STATE HOUSE – House Municipal Government Committee Chairman Robert E. Craven’s (D-Dist. 32, North Kingstown) legislation (2015-H 5000) that exempts Social Security benefits from taxation for certain retirees was included in the FY 2016 budget that passed the House of Representatives tonight.  Sen. William A. Walaska (D-Dist. 30, Warwick) sponsored similar legislation (2015-S 0029) in the Senate.

“This will bring significant financial relief to Rhode Island seniors who receive retirement benefits,” said Representative Craven. “After paying into the Social Security system their entire working lives, it doesn’t seem right that retirees are having taxes eat away at benefits they depend on for their very livelihood.”

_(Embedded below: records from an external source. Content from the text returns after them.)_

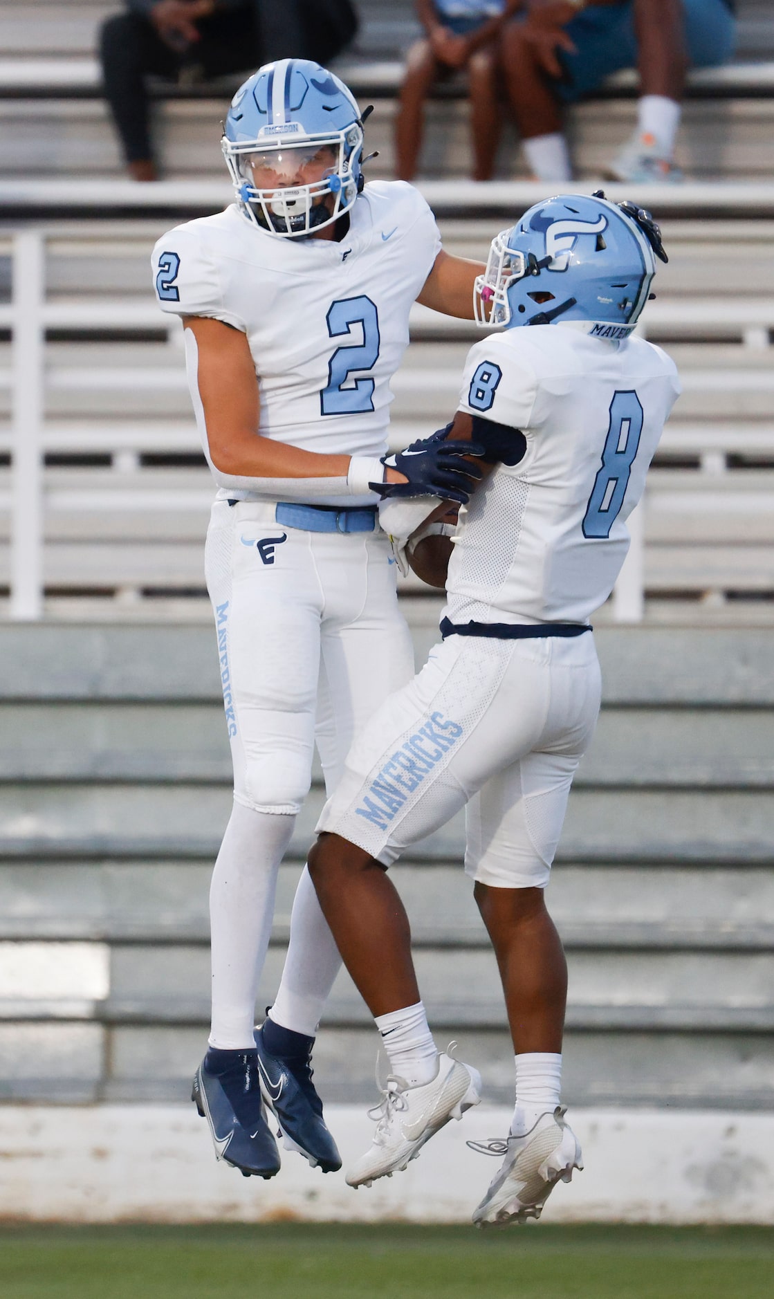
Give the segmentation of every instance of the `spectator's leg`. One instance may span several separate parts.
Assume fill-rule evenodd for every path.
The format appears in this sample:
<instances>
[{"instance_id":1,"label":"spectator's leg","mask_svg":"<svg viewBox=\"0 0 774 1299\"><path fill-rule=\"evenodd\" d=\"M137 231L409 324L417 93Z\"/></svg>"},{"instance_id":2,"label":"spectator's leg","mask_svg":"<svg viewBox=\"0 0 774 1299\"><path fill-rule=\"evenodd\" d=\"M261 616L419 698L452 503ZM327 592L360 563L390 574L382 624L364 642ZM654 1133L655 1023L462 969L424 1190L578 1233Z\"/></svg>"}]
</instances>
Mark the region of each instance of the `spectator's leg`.
<instances>
[{"instance_id":1,"label":"spectator's leg","mask_svg":"<svg viewBox=\"0 0 774 1299\"><path fill-rule=\"evenodd\" d=\"M129 171L135 181L157 177L148 125L147 73L174 77L178 58L144 18L116 14L100 31L100 61L108 100Z\"/></svg>"},{"instance_id":2,"label":"spectator's leg","mask_svg":"<svg viewBox=\"0 0 774 1299\"><path fill-rule=\"evenodd\" d=\"M687 66L682 0L634 0L634 30L642 87L638 130L671 158Z\"/></svg>"},{"instance_id":3,"label":"spectator's leg","mask_svg":"<svg viewBox=\"0 0 774 1299\"><path fill-rule=\"evenodd\" d=\"M438 75L438 61L429 40L418 40L408 52L397 117L395 118L395 174L412 181L422 147L423 105Z\"/></svg>"},{"instance_id":4,"label":"spectator's leg","mask_svg":"<svg viewBox=\"0 0 774 1299\"><path fill-rule=\"evenodd\" d=\"M495 49L477 49L468 64L470 78L470 127L473 132L473 178L490 181L503 126L497 107Z\"/></svg>"},{"instance_id":5,"label":"spectator's leg","mask_svg":"<svg viewBox=\"0 0 774 1299\"><path fill-rule=\"evenodd\" d=\"M522 139L530 170L539 181L569 181L570 157L562 134L558 96L542 71L519 22L509 23L501 38L505 91Z\"/></svg>"}]
</instances>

“Retirees living on a fixed income are probably more severely impacted by taxes and tax increases than other population groups,” said Senator Walaska.  “If we are committed to helping retirees have a safe and secure life in their later years, and if we want to help seniors afford to stay in Rhode Island rather than moving to more tax-friendly locations, we need to ease their financial burdens. Exempting retirement income from the state income tax is one step we should take.”

The legislation would exempt Social Security benefits from being taxed for single tax filers with up to $80,000 in taxable income and up to $100,000 for joint filers.

EDITOR’S NOTE: of particular interest is this section from the Craven bill:
"(8) Modification reduction for retirement benefits. – (i) An individual may subtract income received from federal, state and local governments’ retirement plans, social security retirement and disability benefits, military pensions, railroad retirement benefits, private pension plans, and deferred-compensation plans in the public and private sector, to the extent such income is included in adjusted gross income for federal income tax purposes."
If I am reading this correctly, if your adjusted gross income exceeds $80,000 for a single person or $100,000 for a couple but includes any of the above forms of retirement income, you can SUBTRACT that income from your adjusted gross income. That will extend the reach of this legislation to include nearly all seniors except 1%ers (and maybe even some of them). We'll of course need to see all the details in the final version that was folded into the state budget to see if this provision carried over.